La faible densité de population de cette zone géographique n’intéresse pas les opérateurs pour des raisons de rentabilité et des fonds public s’avèrent nécessaires pour éviter les fractures numériques. C’est en fait une régie émanant de la Région qui prévoit de sous-traiter avec un opérateur privé. Un marché évalué à quelque 25 millions d’euros. Rien de faramineux au vu des engagements : trois ans de construction avec, par exemple, une tranchée de 50 kilomètres entre Cilaos et Salazie, et trois ans d’exploitation. Mais Xavier Hermesse en fait une question de principe. « Nous étions moins-disants, mais les offres ont été examinées par des consultants parisiens qui ne connaissaient pas Zeop. » Le marché a finalement été cassé, mais Orange et la Région ont fait appel auprès du Conseil d’État. On attend la décision.
Un super challenge
Ainsi, le petit poucet Zeop ne craint pas d’affronter les géants que sont Orange et SFR. Il est même convaincu d’être à l’origine d’un fibrage accéléré de La Réunion qui en fait aujourd’hui le troisième département de France le plus fibré. L’histoire a commencé avec Intercable, entreprise créée par des Québécois qui ont pensé avant tout le monde que l’avenir des connections internet à La Réunion passait par la fibre optique. Mais cette activité est gourmande en capitaux et il faut du temps pour rentabiliser un raccordement. Les Québécois ont dû jeter l’éponge et les actifs d’Intercable ont été rachetés en 2011 par le groupe réunionnais Océinde, propriété de la famille Goulamaly, qui a lancé Zeop.
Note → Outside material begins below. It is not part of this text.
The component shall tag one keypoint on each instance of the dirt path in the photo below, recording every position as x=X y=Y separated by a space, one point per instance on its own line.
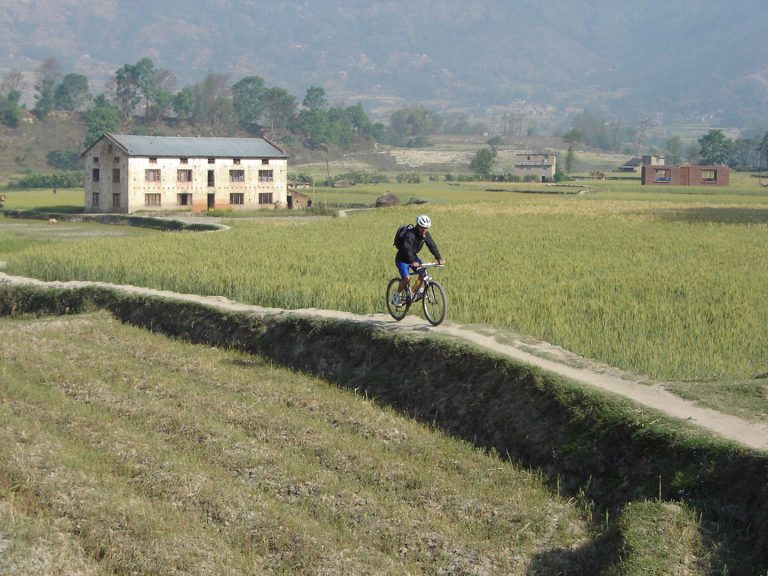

Le directeur général du groupe, Nassir Goulamaly, était convaincu que les Québécois avaient vu juste et que l’intérêt de La Réunion était d’avoir un opérateur 100 % local.
Xavier Hermesse est arrivé lors de la création de l’entreprise, occupant le poste de directeur général adjoint, au côté de Nassir Goulamaly. En fait un rôle de directeur opérationnel dans lequel il a placé tout son enthousiasme. De quoi lui valoir d’être intronisé directeur général en février 2018. « J’ai connu Nassir à Paris par hasard, par l’intermédiaire d’un ami, et j’ai été séduit par le projet. On partait quasiment de zéro et personne n’y croyait. C’était un super challenge », explique le dirigeant qui a su capitaliser sur l’avantage d’être le pionnier. « Zeop est numéro un sur la fibre et numéro deux de l’Internet quand on prend en compte l’ADSL. »
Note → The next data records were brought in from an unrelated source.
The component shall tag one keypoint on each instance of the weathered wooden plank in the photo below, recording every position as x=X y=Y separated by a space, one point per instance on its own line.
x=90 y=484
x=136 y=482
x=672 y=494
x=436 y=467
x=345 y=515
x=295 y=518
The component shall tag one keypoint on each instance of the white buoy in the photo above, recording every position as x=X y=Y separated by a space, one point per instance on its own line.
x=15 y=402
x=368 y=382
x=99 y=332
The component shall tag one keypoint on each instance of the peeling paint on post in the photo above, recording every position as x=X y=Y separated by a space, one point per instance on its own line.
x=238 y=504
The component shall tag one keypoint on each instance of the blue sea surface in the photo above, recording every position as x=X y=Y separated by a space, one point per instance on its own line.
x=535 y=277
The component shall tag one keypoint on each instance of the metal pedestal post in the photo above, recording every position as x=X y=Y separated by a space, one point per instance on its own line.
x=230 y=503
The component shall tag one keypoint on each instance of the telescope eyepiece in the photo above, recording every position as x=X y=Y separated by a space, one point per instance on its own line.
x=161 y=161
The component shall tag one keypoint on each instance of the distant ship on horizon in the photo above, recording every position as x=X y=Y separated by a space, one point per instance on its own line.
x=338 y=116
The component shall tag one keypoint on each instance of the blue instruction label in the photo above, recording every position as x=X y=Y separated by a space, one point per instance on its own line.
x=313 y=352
Pour Xavier Hermesse, ce genre de pari un peu fou n’était pas complètement nouveau. Il a connu à partir de 1997 le grand mouvement de libéralisation du marché des télécoms. Il a œuvré comme commercial, responsable de la division « opérateurs », au sein de 9 Télécom (qui deviendra Neuf Télécom), l’un des principaux fournisseurs d’accès à Internet. Une aventure qui a duré dix ans. L’opérateur a été racheté par SFR en octobre 2008. « L’ambiance n’était plus la même, c’était une grosse machine », se souvient le patron de Zeop qui demeure au sein du groupe pendant trois ans, plus précisément au sein de SFR Collectivité où on lui confie la direction de sociétés délégataires de service public pour déployer la fibre. Des projets de 30 000 à 90 000 foyers. C’est dire s’il connaît bien le sujet. Il démissionnera pour se lancer dans l’aventure Zeop.
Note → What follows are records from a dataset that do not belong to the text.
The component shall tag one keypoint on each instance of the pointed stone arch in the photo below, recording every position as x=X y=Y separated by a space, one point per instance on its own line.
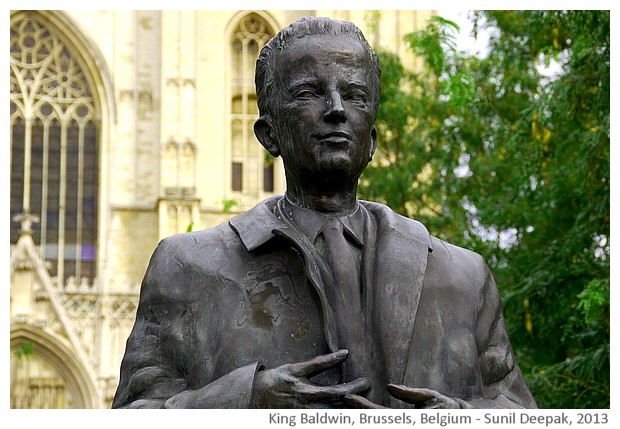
x=250 y=176
x=56 y=353
x=60 y=91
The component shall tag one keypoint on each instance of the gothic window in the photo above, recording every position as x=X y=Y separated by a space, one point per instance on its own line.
x=250 y=172
x=54 y=148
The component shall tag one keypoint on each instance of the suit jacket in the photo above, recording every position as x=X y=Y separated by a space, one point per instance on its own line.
x=219 y=304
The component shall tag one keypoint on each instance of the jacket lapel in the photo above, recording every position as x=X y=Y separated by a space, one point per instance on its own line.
x=400 y=257
x=259 y=225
Aujourd’hui, après huit ans, il n’a rien perdu de son enthousiasme. Et alors qu’il envisageait, pour des raisons familiales, de quitter son poste pour retourner en France métropolitaine, Nassir Goulamaly lui a proposé un compromis. Xavier Hermesse partage désormais son temps entre La Réunion et l’Hexagone où se sont installés son épouse et ses trois enfants âgés de 16, 13 et 8 ans. Trois enfants d’origine colombienne que le couple a adoptés. Professionnellement, ce n’est pas trop compliqué à gérer puisque Nassir Goulamaly est lui-même basé à Paris.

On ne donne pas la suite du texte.